Solved – Regression using dumthe variables

categorical dataregression

I am working on a credit scoring modelling project and we decided to use dummy variables for regression. The way we create dummy variables are:

For each predicting numeric variable,

  1. We create by default 10 equal-size bins, examine the weights of evidence (WOE) for each bin and merge adjacent bins if their WOEs are similar (meaning their risk signals are similar.

  2. Then we create dummy variables fomr this numeric variable according to the final bins. Say if we end up with 3 bins for this variable, then we create 3 dummy variables representing the bins. Then we pick one dummy variable as reference to avoid perfect multicollinearity.

  3. Then we run logistic regression.

The above is the highlevel description of how we do the modelling. My question is not specific to this procedure but more of a general dummy variable regression question: In the case when we have many variables (~20) for regression, the number of dummy variables will be even more and the regression result often says some dummy variables are insignificant. How do you treat insignificant coefficient estimates? What if a variable is significant in variable level, having some significant dummy variables but not all?

Thank you.

Best Answer

I am not a big fan of converting a continuous variable to multiple dummy variables. I guess the binning procedure is considered standard practice in score card development.

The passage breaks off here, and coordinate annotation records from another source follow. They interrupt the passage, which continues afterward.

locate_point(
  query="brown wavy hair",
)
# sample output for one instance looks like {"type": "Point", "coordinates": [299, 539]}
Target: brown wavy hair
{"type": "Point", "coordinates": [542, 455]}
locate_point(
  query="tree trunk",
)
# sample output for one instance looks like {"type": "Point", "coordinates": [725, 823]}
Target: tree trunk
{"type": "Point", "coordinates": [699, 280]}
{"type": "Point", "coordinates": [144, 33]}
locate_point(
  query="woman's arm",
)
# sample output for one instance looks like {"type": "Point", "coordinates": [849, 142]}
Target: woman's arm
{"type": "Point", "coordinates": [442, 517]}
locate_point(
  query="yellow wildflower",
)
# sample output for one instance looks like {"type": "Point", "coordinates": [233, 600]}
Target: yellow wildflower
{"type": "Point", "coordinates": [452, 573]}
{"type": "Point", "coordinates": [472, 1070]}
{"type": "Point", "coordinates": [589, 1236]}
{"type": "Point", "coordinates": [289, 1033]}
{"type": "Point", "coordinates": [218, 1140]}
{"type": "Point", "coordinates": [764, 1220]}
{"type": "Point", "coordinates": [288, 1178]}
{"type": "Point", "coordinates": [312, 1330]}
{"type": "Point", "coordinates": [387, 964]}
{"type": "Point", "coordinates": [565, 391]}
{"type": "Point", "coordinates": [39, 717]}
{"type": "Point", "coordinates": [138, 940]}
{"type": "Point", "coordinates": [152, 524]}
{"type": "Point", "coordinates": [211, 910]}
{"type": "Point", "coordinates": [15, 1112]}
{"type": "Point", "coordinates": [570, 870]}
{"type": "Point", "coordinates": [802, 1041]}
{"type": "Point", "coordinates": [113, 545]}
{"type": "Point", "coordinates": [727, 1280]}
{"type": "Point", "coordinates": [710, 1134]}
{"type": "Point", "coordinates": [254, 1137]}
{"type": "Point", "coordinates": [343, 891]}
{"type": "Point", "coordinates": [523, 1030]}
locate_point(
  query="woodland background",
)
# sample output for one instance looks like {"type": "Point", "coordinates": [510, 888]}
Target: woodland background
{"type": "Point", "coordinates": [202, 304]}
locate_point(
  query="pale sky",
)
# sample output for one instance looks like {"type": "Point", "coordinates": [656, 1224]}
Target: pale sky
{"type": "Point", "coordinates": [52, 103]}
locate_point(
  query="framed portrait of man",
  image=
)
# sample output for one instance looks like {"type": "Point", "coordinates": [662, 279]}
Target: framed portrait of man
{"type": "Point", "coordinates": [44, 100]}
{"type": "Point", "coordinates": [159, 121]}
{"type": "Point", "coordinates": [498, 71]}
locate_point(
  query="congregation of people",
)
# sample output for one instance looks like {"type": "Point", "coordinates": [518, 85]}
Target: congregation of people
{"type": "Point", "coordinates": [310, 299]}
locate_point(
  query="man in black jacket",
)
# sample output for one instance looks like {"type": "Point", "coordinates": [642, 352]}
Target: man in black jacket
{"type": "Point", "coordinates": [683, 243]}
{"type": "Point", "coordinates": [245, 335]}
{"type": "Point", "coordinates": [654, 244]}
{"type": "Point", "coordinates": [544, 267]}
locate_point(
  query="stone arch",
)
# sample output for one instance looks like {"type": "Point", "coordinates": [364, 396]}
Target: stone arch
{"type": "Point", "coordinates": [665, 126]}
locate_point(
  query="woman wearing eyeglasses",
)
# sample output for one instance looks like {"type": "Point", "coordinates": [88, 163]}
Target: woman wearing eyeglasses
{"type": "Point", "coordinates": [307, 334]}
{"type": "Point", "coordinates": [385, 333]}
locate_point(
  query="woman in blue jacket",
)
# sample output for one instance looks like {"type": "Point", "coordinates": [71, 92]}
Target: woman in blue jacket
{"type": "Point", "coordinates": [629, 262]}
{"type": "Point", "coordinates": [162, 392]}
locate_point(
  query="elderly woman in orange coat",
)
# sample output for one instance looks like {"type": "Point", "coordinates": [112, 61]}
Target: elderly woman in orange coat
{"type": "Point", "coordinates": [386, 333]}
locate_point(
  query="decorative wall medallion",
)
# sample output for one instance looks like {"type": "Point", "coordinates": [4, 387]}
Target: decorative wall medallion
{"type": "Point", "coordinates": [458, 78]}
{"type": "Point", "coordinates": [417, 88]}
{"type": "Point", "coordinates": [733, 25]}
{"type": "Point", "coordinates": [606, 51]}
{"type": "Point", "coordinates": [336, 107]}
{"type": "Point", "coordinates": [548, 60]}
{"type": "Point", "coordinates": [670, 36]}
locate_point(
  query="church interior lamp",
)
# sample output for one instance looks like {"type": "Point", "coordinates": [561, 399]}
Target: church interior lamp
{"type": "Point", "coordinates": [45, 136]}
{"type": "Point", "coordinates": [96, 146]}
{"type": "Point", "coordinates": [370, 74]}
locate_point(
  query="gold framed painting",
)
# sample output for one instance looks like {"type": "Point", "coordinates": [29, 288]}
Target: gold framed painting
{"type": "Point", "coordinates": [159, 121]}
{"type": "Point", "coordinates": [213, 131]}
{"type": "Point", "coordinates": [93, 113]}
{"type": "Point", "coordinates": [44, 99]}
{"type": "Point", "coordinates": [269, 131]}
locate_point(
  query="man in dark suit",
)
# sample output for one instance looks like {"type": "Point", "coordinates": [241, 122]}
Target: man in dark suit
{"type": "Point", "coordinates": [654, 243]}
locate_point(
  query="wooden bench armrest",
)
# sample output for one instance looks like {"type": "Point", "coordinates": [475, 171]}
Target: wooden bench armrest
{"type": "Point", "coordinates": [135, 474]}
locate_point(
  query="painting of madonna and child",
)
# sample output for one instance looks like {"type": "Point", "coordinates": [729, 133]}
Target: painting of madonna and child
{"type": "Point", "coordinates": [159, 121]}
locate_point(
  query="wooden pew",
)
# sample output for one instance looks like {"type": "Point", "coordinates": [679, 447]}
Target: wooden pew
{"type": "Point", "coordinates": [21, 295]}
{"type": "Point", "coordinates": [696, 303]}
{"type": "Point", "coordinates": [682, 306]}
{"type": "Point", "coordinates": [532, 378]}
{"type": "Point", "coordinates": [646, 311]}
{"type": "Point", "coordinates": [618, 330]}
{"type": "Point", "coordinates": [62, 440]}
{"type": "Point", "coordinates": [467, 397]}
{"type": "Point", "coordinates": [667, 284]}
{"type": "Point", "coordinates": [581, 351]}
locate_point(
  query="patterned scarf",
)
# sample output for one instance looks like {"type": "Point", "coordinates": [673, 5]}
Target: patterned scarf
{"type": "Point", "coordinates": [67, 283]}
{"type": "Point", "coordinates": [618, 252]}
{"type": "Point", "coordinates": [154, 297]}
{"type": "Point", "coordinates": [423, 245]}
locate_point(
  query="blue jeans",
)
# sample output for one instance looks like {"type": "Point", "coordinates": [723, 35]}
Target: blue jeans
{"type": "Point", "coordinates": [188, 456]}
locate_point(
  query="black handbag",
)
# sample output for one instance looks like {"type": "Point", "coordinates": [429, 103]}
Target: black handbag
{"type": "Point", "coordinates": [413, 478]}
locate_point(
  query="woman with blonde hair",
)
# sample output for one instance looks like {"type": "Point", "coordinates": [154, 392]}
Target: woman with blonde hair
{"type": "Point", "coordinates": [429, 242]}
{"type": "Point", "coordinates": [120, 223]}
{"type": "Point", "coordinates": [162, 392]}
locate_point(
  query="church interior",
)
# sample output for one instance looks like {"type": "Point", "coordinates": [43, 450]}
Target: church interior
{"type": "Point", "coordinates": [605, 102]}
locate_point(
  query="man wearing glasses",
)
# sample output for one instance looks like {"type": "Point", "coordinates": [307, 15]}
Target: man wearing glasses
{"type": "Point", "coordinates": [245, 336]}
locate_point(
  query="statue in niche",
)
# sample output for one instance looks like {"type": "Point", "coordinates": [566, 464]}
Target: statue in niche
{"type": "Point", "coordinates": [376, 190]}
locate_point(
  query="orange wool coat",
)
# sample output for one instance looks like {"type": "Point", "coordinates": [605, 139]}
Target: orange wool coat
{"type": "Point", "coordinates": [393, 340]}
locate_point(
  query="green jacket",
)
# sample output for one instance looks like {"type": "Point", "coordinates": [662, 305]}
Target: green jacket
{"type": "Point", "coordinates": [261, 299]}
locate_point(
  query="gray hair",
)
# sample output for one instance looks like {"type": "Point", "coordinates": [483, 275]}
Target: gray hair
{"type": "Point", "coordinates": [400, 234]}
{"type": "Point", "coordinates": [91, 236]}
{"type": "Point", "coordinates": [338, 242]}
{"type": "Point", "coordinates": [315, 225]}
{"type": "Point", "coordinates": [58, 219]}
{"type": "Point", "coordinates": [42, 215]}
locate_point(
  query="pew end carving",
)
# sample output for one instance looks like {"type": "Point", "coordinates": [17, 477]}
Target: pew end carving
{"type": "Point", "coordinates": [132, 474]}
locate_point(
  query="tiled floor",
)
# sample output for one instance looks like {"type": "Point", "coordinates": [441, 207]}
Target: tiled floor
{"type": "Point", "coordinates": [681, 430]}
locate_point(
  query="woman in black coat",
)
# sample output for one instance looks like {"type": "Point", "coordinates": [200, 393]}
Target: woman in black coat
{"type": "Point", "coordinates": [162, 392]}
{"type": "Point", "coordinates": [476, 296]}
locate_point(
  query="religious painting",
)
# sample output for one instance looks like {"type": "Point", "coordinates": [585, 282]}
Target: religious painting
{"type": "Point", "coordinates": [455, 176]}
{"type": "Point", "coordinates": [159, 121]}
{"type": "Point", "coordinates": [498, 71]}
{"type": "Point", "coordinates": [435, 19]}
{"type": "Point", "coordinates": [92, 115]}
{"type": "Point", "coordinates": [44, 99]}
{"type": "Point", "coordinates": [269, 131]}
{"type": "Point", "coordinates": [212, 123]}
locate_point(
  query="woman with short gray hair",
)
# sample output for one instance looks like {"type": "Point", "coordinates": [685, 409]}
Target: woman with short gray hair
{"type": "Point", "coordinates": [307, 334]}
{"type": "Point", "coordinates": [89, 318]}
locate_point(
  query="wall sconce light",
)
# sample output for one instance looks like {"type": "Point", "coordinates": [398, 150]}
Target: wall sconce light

Regarding dummy variable insignificance: When you add a dummy variable in regression, the omitted group act as reference group. The reference group is compared to other groups corresponding to the dummy variables. When variables have a nonlinear relationship (e.g. quadratic) with log odds, you may get some dummy variables that are insignificant (the group whose effect is near to the reference group). My suggestion to see the pattern of log-odds in each bin before merging. Either you can make fewer final bins depending one the pattern or change the reference group. I know it is bit abstract. But, I will not be able to go to specific without knowing the case.

You could also drop the insignificant variable. Doing it this way, you are merging the group associated with dropping dummy. It may not be appropriate if the merging of reference group and the dummy group (insignificant) doesn't make business sense.